As planned, my coyote hunt last week in northern Montana was designed to test the new Crimson Trace LinQ wireless laser-and-light system paired with a Smith & Wesson M&P15 MOE Mid 15 Magpul rifle. But a series of unseasonable rainstorms created by an errant jet stream required a change in plans. We still camped, and we still hunted, but we didn’t see a coyote. They were hunkered down, waiting out the weather.
But those miserable conditions ended up being the perfect opportunity to test the 2016 Honda Pioneer 700 SxS we used to get around the large ranch on which we hunted and camped. After our team (which included Outdoor Life Editor-in-Chief Andrew McKean and Dustin Butler, director of channel marketing for Smith & Wesson) set up the tent, we decided to conduct a large loop of the property, setting up calling spots in likely locations. Although we didn’t see any coyotes, we certainly saw the mule deer does pulled in by the plaintive sounds of a fawn-in-distress call.
The ground was a soggy mess of gumbo mud. The few dirt roads that connected the property to civilization were deep wells of mud that stuck like glue to the tires, requiring us to drive alongside in the tall (and very verdant) grass. Given the conditions, the Pioneer proved move than adept in crawling up hills and through uneven open country. It also handled the various creek crossings without any serious worries, though there were times where prudence required us to back down steeper hills that simply proved too slippery in the wet conditions.
You can find all the relevant specifications here, so I won’t bother listing them all. But I do want to detail some of the features that I think make this SxS a serious hunting vehicle.
The engine is a fuel-injected 700cc liquid-cooled OHV single-cylinder four-stroke. It’s mated to a four-speed automatic transmission. The overall gearing is very effective for this kind of terrain, as it often allowed us to move along in 2WD over long stretches. In other spots—mud, knolls, and those unexpected troughs that appear from time to time in the prairie—4WD was required, and it’s achieved through a simple shift of the instrument-panel-mounted gear shift. Honda has included another shift option for serious offroaders—4WD with a locking differential, which would be your gear of last choice in truly nasty stuff. The suspension has been designed as a balance between comfort and handling. I found the ride to be relatively comfortable even when moving over uneven terrain.

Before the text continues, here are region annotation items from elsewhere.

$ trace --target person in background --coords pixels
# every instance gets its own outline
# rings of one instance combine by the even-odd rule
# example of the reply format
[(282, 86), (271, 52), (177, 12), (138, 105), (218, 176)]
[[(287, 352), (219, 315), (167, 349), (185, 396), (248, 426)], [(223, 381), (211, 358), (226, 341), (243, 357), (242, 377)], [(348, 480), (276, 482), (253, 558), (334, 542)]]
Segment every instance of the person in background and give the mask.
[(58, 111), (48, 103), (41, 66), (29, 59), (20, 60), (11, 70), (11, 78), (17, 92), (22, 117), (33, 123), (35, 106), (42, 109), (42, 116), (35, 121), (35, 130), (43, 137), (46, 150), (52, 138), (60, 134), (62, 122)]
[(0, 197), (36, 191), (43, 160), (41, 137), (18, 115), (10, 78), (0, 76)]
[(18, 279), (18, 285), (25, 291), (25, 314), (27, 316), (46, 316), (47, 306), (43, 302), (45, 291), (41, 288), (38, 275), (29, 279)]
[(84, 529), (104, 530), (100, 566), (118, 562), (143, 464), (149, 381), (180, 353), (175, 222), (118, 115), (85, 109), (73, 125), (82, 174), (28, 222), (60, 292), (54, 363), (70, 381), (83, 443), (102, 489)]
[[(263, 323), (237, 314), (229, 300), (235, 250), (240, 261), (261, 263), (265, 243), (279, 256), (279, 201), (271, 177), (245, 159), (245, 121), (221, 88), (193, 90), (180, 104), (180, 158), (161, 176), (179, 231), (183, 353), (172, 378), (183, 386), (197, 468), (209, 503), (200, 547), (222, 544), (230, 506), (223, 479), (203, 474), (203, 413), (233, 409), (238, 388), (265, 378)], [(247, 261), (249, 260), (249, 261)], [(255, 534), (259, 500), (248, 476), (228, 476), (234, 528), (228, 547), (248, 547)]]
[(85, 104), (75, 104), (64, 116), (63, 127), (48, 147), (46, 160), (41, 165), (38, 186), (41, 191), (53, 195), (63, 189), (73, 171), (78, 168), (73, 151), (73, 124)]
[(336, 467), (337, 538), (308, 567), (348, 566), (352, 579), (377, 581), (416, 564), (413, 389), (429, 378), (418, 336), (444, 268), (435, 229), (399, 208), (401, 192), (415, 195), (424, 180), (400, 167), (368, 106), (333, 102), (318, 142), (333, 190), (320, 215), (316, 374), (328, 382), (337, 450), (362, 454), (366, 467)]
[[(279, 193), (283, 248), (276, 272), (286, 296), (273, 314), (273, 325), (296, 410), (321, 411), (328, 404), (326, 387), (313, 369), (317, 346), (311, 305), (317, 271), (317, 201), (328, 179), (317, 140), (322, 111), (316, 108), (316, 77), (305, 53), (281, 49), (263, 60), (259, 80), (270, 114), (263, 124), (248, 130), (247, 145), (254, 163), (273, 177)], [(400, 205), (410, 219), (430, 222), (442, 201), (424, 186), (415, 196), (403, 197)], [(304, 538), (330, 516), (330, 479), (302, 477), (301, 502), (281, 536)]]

One of the advantages of the SXS platform is that it allows for more passengers and more cargo than a typical ATV. The convertible design lets you fold down the two rear seats (just like an SUV) for enhanced storage. The seats are independently hinged, so you can fold down just one, as we did. Once unloaded, we used the tailgate as a cooking platform for our freeze-dried meals.
To some, the SXS configuration may seem little more than a glorified golf cart. It’s not. These vehicles may not be able to get as far offroad as an ATV, but they provide real seats, seatbelts, roll bars, and a steering wheel. They also allow you (and a mountain of gear) to get to those places where the heart beats faster. Prices start at $10,299.